Amazingly, the organism that is most closely related to the vanished American dogs isn’t even a dog. It is, however, of a dog.

Canine transmissible venereal tumor, or CTVT, is a type of contagious cancer. It arose in the genitals of a single dog some 8,000 years ago, and somehow evolved into an independent parasite that can spread sexually from one individual to another. Through millions of doggy-style liaisons, CTVT has traveled all over the world—an immortal pandemic tumor that afflicts dogs today, long after its original owner’s death. And it still retains that progenitor’s genes.

By analyzing those genes, Elizabeth Murchison, from the University of Cambridge, showed that CTVT is the closest living relative of the indigenous American dogs. It didn’t arise from one of them, but from a very close cousin. “It felt too amazing to be true,” she says. “There are many issues when you’re working with both ancient DNA and CTVT. But every way we cleaned up the data, they pointed to the same conclusion.”

Murchison’s work suggests that CTVT arose from a dog that lived in Asia, and was likely related to those that eventually spread into the Americas.

Picture a lineage of Asian dogs, who found two ways of spreading their genetic material around the world. One group of dogs went into the Americas on foot. Another took a more unorthodox route of passing on their DNA, spawning a tumor that hitchhiked into the Americas on the genitals of other dogs. The former is now gone; the latter still thrives.

There is, however, one confusing twist to this already incredible narrative: CTVT seems to have small traces of coyote DNA. Coyotes are only found in the Americas, so how could the tumor have arisen in an Asian dog, as Murchison’s other evidence suggests? Did coyotes once roam back and forth between the two continents, leaving traces of their genes in Asian dogs? Did the tumor actually arise in the Americas first, before spreading into Asia, and then making its way back?

Whatever the reason, it’s likely complicated—like the rest of the story of dogs in America.

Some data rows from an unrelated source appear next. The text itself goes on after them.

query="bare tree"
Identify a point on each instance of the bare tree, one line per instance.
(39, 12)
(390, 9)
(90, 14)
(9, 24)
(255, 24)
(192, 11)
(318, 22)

After the first dogs arrived, they moved around the continent, dispersing, reconnecting, mixing, and interbreeding. Meanwhile, more waves of dogs were being introduced. The Thule people brought more Asian dogs to the American Arctic a thousand years ago, Europeans brought their dogs from Europe, and gold miners brought Siberian huskies over during the 1920s gold rush. “Up in Alaska, a lot of shit is going down,” says Larson. “There’s a lot of back-and-forth that mixes everything up into a blender.”

In recent years, studies involving ancient DNA have greatly complicated the old picture of the peopling of the Americas. “I expect that the more ancient genomes we get from North America, the more complex it’s going to become,” Jennifer Raff told me in May. Now, it seems that the history of American dogs will eventually prove to be just as convoluted as the history of their human companions.